President Barack Obama has been described as the greatest gun salesman in history. It’s pretty accurate. During his tenure in the White House, he represented a constant threat to our gun rights, even when he wasn’t saying a thing about them. As a result, many flocked to gun stores to buy firearms while they still could.
When President Trump was elected, that fear disappeared and the firearm industry hit a bit of a slump.
Now, though, the press is salivating over the idea of President Joe Biden, and they’re getting kind of stupid about it. Even a business publication like Forbes is being idiotic.
The great irony of Joseph Biden’s presidency is that he could be good for the gun industry.
President-elect Biden and Vice President-elect Kamala Harris are already fueling gun sales with the gun control platform they ran on. Americans are buying guns like never before. Gun sales have surged since the Covid-19 pandemic swept through America in March.
The Federal Bureau of Investigation conducted 32.13 million background checks in the first 10 months of the year, breaking an annual record before the year is over. While FBI background checks are not the same as sales, they serve as the closest nationwide proxy.
Gun sales are fueled by fear over the coronavirus pandemic, a flattened economy, the millions of unemployed workers and civil unrest stemming from volatile protests and police brutality. Gun sales are also fueled by politics, and consumers are motivated by the fear of gun control.
Of course, the claim is that Biden will represent a threat and, as a result, people will buy more guns even if COVID-19 and racial tensions vanish.
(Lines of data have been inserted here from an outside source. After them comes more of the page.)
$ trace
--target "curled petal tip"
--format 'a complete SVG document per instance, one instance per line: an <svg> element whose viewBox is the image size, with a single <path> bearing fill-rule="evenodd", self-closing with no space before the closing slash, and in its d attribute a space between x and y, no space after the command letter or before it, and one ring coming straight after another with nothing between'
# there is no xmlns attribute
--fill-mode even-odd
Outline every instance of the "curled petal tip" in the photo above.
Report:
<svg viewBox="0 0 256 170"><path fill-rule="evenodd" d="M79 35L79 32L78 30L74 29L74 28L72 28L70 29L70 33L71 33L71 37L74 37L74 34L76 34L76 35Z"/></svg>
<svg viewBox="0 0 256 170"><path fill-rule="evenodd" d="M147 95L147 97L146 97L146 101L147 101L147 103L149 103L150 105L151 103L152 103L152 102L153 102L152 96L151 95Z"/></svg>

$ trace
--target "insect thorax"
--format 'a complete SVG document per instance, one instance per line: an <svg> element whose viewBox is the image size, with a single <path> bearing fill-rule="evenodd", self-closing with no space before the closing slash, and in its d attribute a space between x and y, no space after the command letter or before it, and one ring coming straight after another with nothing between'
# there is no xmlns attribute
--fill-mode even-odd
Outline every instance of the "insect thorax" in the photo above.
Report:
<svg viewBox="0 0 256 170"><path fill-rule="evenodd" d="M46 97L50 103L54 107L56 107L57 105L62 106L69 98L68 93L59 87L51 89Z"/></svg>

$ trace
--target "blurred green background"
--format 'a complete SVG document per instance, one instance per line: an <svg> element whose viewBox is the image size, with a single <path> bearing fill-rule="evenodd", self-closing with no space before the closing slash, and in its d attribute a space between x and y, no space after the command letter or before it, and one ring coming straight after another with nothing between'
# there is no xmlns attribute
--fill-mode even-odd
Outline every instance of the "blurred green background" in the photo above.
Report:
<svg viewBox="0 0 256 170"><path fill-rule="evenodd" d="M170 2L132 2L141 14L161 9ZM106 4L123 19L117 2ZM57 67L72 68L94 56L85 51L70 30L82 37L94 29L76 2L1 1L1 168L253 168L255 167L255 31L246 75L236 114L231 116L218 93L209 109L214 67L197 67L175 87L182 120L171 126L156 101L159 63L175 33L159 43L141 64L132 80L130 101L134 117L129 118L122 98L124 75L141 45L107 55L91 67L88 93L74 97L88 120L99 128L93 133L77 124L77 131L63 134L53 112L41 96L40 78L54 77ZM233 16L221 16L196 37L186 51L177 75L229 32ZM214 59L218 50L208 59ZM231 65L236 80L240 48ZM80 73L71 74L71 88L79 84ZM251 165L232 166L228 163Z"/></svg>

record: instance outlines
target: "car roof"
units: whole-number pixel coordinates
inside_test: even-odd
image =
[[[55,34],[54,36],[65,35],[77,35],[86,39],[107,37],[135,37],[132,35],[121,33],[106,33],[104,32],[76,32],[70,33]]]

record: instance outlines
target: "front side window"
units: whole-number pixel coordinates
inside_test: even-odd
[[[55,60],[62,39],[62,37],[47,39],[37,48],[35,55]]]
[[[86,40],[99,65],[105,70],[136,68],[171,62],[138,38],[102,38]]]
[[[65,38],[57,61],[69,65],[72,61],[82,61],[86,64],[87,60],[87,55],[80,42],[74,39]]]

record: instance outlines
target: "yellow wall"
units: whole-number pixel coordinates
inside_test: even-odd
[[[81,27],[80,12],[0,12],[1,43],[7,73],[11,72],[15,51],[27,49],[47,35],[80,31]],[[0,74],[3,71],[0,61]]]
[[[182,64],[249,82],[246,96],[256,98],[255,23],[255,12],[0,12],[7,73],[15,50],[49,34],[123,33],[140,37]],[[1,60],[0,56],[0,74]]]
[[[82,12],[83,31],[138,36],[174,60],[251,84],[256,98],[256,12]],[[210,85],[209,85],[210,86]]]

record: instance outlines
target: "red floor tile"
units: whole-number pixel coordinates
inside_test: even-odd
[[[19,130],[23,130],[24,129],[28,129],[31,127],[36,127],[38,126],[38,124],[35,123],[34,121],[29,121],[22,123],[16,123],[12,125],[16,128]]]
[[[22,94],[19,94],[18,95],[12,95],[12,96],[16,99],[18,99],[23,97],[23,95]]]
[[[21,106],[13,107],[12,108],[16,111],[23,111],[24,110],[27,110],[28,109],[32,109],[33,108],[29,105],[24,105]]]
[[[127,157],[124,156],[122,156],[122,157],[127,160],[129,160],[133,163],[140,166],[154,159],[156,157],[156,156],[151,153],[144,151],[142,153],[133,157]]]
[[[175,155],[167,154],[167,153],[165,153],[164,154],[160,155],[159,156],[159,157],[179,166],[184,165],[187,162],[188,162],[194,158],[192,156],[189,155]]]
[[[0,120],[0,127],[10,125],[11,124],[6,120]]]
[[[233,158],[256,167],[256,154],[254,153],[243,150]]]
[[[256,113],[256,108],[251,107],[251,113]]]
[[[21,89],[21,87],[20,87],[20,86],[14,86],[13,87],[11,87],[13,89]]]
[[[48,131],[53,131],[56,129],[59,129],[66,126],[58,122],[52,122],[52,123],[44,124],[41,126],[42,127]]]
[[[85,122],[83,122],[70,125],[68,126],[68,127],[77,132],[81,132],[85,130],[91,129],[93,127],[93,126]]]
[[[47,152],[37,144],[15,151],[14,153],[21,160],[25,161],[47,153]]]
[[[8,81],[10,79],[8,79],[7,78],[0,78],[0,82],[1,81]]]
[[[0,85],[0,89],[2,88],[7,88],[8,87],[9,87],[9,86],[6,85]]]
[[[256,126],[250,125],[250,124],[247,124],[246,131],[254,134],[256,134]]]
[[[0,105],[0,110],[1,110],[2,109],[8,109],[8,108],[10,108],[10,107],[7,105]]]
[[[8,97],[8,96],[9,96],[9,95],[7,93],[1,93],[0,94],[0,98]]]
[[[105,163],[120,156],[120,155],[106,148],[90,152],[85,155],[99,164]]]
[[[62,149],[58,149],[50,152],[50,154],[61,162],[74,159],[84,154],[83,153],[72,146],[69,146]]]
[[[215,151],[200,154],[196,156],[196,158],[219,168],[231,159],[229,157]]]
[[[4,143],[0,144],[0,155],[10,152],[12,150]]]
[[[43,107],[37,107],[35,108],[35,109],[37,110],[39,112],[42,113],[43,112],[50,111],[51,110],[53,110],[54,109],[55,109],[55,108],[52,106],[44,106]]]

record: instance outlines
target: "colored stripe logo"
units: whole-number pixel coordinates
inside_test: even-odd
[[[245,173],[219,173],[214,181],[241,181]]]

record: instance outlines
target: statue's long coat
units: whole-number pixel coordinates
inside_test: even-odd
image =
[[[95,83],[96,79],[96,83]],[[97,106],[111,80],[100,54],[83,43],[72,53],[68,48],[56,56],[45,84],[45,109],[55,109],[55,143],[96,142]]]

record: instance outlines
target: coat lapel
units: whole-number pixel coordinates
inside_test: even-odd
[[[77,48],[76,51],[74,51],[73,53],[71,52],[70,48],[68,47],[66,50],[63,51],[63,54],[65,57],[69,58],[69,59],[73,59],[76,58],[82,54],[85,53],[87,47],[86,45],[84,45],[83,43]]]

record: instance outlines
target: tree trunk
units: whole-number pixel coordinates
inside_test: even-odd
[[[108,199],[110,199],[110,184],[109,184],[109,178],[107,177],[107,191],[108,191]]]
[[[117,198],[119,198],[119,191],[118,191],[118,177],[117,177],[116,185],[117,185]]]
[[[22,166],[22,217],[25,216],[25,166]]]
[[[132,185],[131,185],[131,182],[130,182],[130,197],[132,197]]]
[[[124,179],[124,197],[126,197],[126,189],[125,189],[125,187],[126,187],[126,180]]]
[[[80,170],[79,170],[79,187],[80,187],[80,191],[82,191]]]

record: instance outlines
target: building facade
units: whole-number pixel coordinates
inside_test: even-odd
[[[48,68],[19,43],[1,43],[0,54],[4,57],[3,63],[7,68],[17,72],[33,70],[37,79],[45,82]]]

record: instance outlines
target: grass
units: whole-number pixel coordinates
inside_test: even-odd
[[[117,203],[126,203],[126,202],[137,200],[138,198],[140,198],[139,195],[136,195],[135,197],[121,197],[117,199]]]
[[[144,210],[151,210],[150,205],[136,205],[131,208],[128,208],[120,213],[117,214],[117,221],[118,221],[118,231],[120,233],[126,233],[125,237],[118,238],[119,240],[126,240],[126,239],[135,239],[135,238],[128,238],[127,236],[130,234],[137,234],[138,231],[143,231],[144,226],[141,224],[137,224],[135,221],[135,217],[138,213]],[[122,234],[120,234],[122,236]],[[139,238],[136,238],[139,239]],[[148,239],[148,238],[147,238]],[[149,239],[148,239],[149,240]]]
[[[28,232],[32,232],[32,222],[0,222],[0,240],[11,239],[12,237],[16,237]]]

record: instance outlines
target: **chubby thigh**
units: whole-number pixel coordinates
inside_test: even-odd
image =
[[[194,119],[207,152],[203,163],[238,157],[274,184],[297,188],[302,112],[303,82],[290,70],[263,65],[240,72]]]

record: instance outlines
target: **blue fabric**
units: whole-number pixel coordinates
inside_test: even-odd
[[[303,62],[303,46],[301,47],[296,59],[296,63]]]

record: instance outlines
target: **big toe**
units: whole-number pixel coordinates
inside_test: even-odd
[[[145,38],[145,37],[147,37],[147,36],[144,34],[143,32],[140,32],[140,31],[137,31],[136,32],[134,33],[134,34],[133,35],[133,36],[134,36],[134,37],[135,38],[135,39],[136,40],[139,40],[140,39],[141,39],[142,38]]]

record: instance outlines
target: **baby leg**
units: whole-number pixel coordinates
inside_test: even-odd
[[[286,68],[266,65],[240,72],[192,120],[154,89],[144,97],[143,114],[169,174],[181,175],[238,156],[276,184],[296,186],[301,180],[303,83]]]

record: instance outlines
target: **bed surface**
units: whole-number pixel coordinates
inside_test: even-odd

See, that line of “thinking,” if it can really be called that, only works if there is a perceived threat, not an actual one. Obama sold tons of guns because buyers believed he represented a threat, but without a compliant Congress–something he didn’t have most of his presidency–there wasn’t an actual threat to gun rights.
Sure, Obama wanted to push gun control; he just couldn’t. Even most Democrats were concerned over the ramifications of backing gun control, after all.
That was then, though. This is now.
Now, we have Biden, who ran on gun control during the primary. We’ve got Democrats in the House who have been chomping at the bit to pass gun control. We have a Senate that will potentially be a 50-50 split with Kamala Harris as the tie-breaker. All it would take is one or two vulnerable Republicans thinking they have to cross lines to keep their jobs and we’ve got a problem. A big one.
And that is not good for the firearm industry.
See, while they might sell more guns in the short term, they’re going to see their most popular offerings banned. No AR-15s? That’s going to hurt a whole lot of companies, and people are deluded if they think that those attracted to the AR platform will suddenly be satisfied with some other offerings available. You don’t tell someone they can’t have the AR-15 they want, then sell them a bolt-action instead.
That’s going to hurt the firearm industry as a whole. It’s the equivalent of telling the oil industry they can no longer sell gasoline and expecting them to thrive over petroleum derivatives.
Yeah, sorry, not gonna buy that one. You’d expect Forbes to understand that.